LogSieve: Optimized Log Reduction & Sparse Convolution

Updated 29 January 2026

LogSieve is a dual-framework system that reduces CI logs and optimizes sparse convolution by eliminating noise while preserving key information.
It uses a two-stage process with regex boilerplate removal followed by embedding classification to maintain diagnostic fidelity.
In sparse algorithmics, it applies number theory to achieve near-optimal hash collision rates for efficient convolution and pattern matching.
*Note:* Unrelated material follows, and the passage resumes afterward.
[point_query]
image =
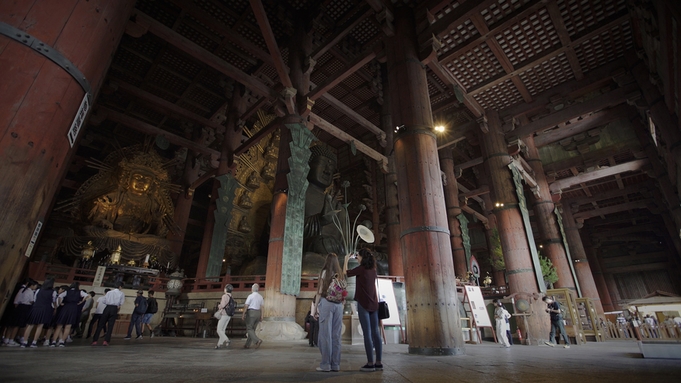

LogSieve refers to two distinct but fundamentally technical frameworks introduced in recent literature: one for semantics-preserving reduction of Continuous Integration (CI) logs for sustainable LLM analysis (Barnes et al., 28 Jan 2026), and another as an analytic number theory–inspired algorithmic toolkit for efficient sparse convolution and related combinatorial problems (&&&1&&&). Both share a core objective: eliminating “noise” or “redundancy” to accelerate downstream computation while maximizing information retention, but they deploy different methodologies and target divergent domains.

1. Formal Problem Statement and Optimization Objectives

In the CI log analysis context (Barnes et al., 28 Jan 2026), the input is an unstructured log $L = \{\ell_1, \ell_2, ..., \ell_N\}$ generated by automated builds. The goal is to derive a relevance mask $R: L \rightarrow \{0,1\}$ and an associated reduction $f(L) = \{\ell_i \in L \mid R(\ell_i) = 1\}$ , satisfying $|f(L)| \ll |L|$ while preserving "diagnostic information." The challenge is to optimize a tradeoff between aggressiveness of reduction (measured in lines/tokens removed) and semantic fidelity for RCA (Root-Cause Analysis) tasks.

The LLM inference cost is linearly proportional to the number of input tokens, so reducing input log size directly translates to lower computational cost and energy consumption: $\Delta \mathrm{Energy} \approx \delta\,C_{\text{in}}\,T_{\text{in}};\qquad \Delta\mathrm{CO}_2 \approx \delta \, C_{\text{in}}\, T_{\text{in}} \times \mathrm{CI}_\mathrm{grid}$ where $\delta$ is the fraction of removed tokens, $C_{\text{in}}$ denotes per-token energy, and $\mathrm{CI}_\mathrm{grid}$ is the grid emission factor.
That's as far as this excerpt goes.